Daily supplies to NALCO were falling short of requirement by at least 5,000 tonnes due to the train shortage, a senior company official told Reuters, adding that the company had coal inventories that would last only four days.
India has diverted coal supplies from the non-power sector, and put on hold plans for some fuel auctions, in a bid to ensure coal availability for utilities and tackle widespread power outages across the country.
There is also a general shortage of trains to move coal around the country. State-run Indian Railways has fallen short of utilities’ requirements by 16% in the first half of April, a government official familiar with the matter said.

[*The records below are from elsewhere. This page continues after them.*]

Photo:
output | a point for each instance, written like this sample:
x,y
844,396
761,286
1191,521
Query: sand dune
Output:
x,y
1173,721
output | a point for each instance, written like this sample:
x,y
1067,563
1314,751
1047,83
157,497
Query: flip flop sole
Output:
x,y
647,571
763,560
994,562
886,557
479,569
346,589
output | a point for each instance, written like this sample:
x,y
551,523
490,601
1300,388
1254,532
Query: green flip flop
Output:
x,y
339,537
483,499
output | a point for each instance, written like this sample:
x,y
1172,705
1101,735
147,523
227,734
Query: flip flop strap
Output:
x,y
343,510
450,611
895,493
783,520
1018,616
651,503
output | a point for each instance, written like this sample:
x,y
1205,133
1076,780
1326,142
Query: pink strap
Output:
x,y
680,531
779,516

NALCO data seen by Reuters show that supplies by state-run Coal India COAL.NS under a long-term supply deal fell short of the contracted quantity by 17% in 2021/22, while shortfalls were more than 75% under another related deal.
LME abandons attempt to crack gold market
The London Metal Exchange will abandon its attempt to break into precious-metal trading after just five years.

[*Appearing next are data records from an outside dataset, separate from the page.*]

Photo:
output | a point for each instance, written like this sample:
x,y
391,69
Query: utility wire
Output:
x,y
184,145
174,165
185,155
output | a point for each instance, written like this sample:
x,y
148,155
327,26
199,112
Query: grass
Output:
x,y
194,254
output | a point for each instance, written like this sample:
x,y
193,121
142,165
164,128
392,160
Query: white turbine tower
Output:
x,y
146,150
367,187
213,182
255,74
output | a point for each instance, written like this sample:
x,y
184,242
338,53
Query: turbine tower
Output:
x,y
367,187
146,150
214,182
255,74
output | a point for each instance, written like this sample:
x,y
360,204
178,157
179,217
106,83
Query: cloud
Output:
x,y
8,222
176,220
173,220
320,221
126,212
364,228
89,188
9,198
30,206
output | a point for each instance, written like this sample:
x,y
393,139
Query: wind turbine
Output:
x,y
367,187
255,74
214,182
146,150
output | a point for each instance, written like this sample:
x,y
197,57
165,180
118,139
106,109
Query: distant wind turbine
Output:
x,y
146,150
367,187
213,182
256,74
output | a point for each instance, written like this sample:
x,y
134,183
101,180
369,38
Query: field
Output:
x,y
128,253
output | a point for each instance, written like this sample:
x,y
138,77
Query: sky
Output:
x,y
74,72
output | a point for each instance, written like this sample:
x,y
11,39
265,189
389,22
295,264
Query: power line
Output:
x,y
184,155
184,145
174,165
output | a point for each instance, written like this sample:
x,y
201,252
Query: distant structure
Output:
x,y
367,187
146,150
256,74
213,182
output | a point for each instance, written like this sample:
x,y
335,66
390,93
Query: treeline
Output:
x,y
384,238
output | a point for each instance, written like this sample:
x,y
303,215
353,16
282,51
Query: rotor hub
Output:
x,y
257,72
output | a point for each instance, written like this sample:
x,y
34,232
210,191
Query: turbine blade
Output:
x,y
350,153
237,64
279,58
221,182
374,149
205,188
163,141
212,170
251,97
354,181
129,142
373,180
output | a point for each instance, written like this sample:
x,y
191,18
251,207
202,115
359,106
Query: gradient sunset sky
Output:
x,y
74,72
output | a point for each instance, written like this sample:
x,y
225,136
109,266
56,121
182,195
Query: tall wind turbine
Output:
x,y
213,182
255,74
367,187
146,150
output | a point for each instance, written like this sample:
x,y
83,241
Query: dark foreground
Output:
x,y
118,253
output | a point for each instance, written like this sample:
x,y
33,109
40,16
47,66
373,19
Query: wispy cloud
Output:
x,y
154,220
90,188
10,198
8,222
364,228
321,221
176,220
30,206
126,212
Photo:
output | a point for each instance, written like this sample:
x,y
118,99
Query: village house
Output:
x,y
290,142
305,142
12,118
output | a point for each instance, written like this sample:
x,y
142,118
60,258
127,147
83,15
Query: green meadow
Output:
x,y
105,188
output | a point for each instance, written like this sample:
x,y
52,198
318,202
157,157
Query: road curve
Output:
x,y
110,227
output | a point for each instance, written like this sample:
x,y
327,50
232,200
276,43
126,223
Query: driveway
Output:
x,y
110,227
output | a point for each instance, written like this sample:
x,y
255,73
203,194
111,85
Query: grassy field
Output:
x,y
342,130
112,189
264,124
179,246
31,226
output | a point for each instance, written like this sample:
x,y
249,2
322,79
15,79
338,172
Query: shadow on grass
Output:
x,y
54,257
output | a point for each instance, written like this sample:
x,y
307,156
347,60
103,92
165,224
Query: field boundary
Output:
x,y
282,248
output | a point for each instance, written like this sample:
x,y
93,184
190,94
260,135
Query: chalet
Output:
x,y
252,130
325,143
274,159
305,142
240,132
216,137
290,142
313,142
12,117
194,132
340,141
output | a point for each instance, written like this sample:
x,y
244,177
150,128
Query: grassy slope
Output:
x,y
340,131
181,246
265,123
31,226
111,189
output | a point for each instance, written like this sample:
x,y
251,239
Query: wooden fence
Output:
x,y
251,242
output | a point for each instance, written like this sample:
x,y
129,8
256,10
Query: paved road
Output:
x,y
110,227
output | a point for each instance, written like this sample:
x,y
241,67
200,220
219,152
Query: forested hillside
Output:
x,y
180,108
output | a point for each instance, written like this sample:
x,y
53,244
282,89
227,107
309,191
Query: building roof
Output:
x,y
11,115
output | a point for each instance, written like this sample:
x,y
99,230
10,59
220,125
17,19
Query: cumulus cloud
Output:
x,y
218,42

The LME — the world’s biggest exchange for industrial metals — partnered with banks including Goldman Sachs Group Inc and Morgan Stanley in 2017 to launch the contracts. London is one of the two major centers of precious-metals trading, where trillions of dollars in gold, silver and associated derivatives change hands each year. It’s an almost entirely over-the-counter business, dominated by top bullion banks like JPMorgan Chase & Co. and HSBC Holdings.
The LME’s project sought to move the trade onto an exchange comparable to the Comex in New York, providing more transparency over pricing. Initially it met with some success, but volumes dropped steeply after Societe Generale SA — one of the LME’s original partners — closed most of its commodity trading business in 2019.
The decision will come as little surprise to the market, given the contracts haven’t traded since 2020. But it’s a painful reminder of other issues facing the LME.
Zijin invests in Xanadu to ink copper-gold resources in Mongolia
Chinese miner Zijin Mining Group Co Ltd said on Wednesday that it would buy stake in Xanadu Mines Ltd with an eye toward obtaining its copper and gold resources in Mongolia.
In a filing to the Shanghai Stock Exchange, Zijin said it signed an agreement with Xanadu Mines to acquire a 19.9% stake in the company at A$0.04 ($0.0296) per share, and 50% stake in Xanadu’s subsidiary Khuiten Metals Pte Ltd for $35 million.
Eventually, Zijin aims to take a 45.9% stake in Mongolia’s Kharmagtai copper and gold mine through Khuiten Metals’ 76.5% stake in the mine, the company said.
The Kharmagtai mine is estimated to hold 2.93 million tonnes of copper and 7.8 million ounces, or 243 tonnes of gold, according to Xanadu’s 2021 annual report.
“The company thinks the project has a large amount of resources and total investment is low,” Zijin said in the filing, noting that its expertise in developing low-grade resources will facilitate the investment.
Zijin currently runs overseas copper projects in Serbia and Democratic Republic of the Congo. It has gold mines in Colombia, Australia, Papua New Guinea and others.